The galaxy halo formation in the absence of violent relaxation and a universal density profile of the halo center

TL;DR

This paper proposes that moderate energy relaxation during dark matter halo formation leads to a universal, cored density profile that aligns with observations of some galaxies, challenging traditional N-body simulation results.

Contribution

It introduces a new model of halo formation assuming moderate energy relaxation, resulting in a universal density profile close to observed galaxy cores.

Findings

The profile is nearly independent of initial perturbation properties.

The central core size can be estimated and is consistent with some galaxy observations.

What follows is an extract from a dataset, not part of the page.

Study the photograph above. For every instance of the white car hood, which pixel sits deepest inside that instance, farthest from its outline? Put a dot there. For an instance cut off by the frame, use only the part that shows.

Cusp formation is unlikely under moderate relaxation assumptions.

Abstract

While N-body simulations testify for a cuspy profile of the central region of the dark matter haloes, observations favor a shallow, cored density profile of the central region of, at least, some spiral galaxies and dwarf spheroidals. We show that a central profile, very close to the observed one, inevitably forms in the center of dark matter haloes if we make a supposition about a moderate energy relaxation of the system during the halo formation. If we assume the energy exchange between dark matter particles during the halo collapse to be not too intensive, the profile is universal: it depends almost not at all on the properties of the initial perturbation and is very akin, but not identical, to the Einasto profile with small Einasto index $n\sim 0.5$. We estimate the size of the 'central core' of the distribution, i.e., the extent of the very central region with a respectively gentle profile, and show that the cusp formation is unlikely, even if the dark matter is cold. The obtained profile is in a good agreement with observational data for, at least, some types of galaxies, but clearly disagrees with N-body simulations.